The Cathedral Park (Parcul Catedralei) is an urban park in Timișoara. It is located behind the Metropolitan Cathedral, across the Anton Scudier Central Park and covers an area of 45,400 m^{2}.
== Location ==
The Cathedral Park is located behind the Metropolitan Cathedral, between the Bega Canal, King Ferdinand Boulevard and 16 December 1989 Boulevard, with a total area of 45,400 m^{2}, of which 38,000 m^{2} of lawn and trees and 2,900 m^{2} of alleys.
== History ==
The land where the park now stands was until the end of the 18th century a swampy area, between the wandering arms of Bega River in the south of the Timișoara Fortress.

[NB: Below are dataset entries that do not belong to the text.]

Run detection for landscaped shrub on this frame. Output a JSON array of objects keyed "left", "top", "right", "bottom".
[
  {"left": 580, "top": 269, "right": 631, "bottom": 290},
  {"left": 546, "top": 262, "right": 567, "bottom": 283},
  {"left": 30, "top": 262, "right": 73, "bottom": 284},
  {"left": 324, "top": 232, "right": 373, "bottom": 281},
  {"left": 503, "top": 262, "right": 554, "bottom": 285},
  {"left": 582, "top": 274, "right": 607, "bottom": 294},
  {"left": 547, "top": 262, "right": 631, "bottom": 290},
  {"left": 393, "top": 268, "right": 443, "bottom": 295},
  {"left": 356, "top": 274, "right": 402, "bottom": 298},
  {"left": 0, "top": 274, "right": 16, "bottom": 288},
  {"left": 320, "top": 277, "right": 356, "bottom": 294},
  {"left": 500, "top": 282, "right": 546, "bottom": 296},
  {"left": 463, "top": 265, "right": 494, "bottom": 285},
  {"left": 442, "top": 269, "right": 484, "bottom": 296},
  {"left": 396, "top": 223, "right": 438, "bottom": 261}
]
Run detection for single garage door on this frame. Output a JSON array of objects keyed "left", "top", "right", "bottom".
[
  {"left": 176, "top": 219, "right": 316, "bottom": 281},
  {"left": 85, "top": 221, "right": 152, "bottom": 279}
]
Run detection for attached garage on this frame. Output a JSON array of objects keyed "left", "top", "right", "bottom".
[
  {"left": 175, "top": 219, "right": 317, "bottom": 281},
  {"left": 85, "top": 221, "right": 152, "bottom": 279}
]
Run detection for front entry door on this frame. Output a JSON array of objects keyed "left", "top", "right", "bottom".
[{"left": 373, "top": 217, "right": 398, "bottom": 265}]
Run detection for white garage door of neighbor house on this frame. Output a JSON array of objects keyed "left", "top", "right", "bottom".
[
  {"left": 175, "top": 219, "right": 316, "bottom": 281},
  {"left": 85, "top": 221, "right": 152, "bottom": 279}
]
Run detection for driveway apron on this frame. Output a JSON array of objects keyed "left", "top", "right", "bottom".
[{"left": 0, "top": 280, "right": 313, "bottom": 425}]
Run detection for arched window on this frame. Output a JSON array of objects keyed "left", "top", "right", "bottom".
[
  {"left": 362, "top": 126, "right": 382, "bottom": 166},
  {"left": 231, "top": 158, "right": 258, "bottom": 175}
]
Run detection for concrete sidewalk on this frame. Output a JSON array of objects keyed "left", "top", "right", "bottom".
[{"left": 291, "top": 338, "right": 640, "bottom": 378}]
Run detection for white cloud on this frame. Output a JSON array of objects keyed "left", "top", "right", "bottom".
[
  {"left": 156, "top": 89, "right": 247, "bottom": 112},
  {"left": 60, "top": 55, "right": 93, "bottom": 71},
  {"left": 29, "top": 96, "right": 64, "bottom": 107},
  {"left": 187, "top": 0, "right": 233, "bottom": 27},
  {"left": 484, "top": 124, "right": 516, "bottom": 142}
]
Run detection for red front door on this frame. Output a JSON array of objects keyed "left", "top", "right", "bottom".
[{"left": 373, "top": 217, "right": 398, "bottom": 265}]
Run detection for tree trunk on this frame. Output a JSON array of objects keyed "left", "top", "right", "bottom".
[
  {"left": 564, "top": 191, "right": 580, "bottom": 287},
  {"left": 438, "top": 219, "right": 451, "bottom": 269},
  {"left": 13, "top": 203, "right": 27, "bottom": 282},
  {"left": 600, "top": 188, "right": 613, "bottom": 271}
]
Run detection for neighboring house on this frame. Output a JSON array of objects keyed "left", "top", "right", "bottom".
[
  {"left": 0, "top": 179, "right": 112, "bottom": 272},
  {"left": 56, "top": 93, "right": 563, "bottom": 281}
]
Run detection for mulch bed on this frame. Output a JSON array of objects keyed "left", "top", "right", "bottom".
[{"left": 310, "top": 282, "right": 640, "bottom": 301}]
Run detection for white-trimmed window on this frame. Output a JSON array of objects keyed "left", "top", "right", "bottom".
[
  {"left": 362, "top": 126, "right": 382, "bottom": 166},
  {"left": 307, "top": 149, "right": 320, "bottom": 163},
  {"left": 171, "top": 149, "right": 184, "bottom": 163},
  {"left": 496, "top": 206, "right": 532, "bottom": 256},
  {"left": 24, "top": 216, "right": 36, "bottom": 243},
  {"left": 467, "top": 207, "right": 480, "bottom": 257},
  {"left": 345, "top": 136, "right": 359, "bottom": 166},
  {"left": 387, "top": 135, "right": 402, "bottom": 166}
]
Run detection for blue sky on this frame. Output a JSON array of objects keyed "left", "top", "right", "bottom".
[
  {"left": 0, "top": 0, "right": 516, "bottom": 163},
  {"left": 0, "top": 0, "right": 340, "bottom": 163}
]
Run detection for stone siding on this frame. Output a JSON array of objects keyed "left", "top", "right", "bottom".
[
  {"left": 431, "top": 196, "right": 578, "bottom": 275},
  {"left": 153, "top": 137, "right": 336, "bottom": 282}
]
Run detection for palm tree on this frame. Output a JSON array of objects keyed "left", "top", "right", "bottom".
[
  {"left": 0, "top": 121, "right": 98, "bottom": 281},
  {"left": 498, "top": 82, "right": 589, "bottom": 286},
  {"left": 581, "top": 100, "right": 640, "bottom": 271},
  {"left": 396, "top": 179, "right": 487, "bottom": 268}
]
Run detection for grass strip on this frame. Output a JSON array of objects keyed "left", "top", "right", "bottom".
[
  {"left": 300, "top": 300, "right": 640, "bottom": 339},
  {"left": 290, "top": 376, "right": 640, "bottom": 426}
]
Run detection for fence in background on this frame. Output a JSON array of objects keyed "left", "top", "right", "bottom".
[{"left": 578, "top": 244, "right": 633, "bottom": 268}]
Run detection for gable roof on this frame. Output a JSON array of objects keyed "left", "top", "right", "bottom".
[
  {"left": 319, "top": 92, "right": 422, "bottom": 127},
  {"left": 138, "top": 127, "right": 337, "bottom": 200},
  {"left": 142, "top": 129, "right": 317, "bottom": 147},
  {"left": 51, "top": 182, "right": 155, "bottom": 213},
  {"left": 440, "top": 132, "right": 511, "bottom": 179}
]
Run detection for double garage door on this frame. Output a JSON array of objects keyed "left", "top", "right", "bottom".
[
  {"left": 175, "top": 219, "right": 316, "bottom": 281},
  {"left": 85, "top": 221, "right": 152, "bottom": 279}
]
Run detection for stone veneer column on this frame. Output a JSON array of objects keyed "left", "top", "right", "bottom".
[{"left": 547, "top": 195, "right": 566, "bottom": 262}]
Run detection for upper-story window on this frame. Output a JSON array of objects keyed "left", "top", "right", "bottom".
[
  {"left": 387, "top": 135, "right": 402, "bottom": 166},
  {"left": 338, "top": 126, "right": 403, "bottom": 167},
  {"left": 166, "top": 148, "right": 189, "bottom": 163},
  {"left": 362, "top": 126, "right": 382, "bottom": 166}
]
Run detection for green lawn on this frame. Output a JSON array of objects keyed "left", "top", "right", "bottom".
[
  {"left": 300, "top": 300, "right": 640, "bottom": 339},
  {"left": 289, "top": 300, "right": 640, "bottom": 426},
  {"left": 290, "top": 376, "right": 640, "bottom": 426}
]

The first arrangement started in 1967 with the contribution of architect Ștefan Iojică. In order to achieve a style unity, the arrangement of the river wall of the Cathedral Park took place simultaneously with the arrangement of the Alpinet Park, located on the opposite bank of the Bega Canal. In that period, the embankment was reshaped, the paved promenade on the river wall, the stairs, the fountains, the lighting and the first plantings were executed.
== Flora ==
In the park there are specimens of planes over 100 years old, the existing trees here being mostly deciduous. Initially many more, they were repeatedly affected by storms, breaking their tops or even the entire crown due to their isolation, in alignments, not being protected by a well-closed massif, the rest of the woody vegetation having much lower heights. Also here can be found alignments of yews, chestnuts, locusts, as well as alignments of Magnolia kobus on the waterfront, firs, birches, pines, spruces, elms, cherry plums, willows, Forsythia, maples, oaks, lilacs.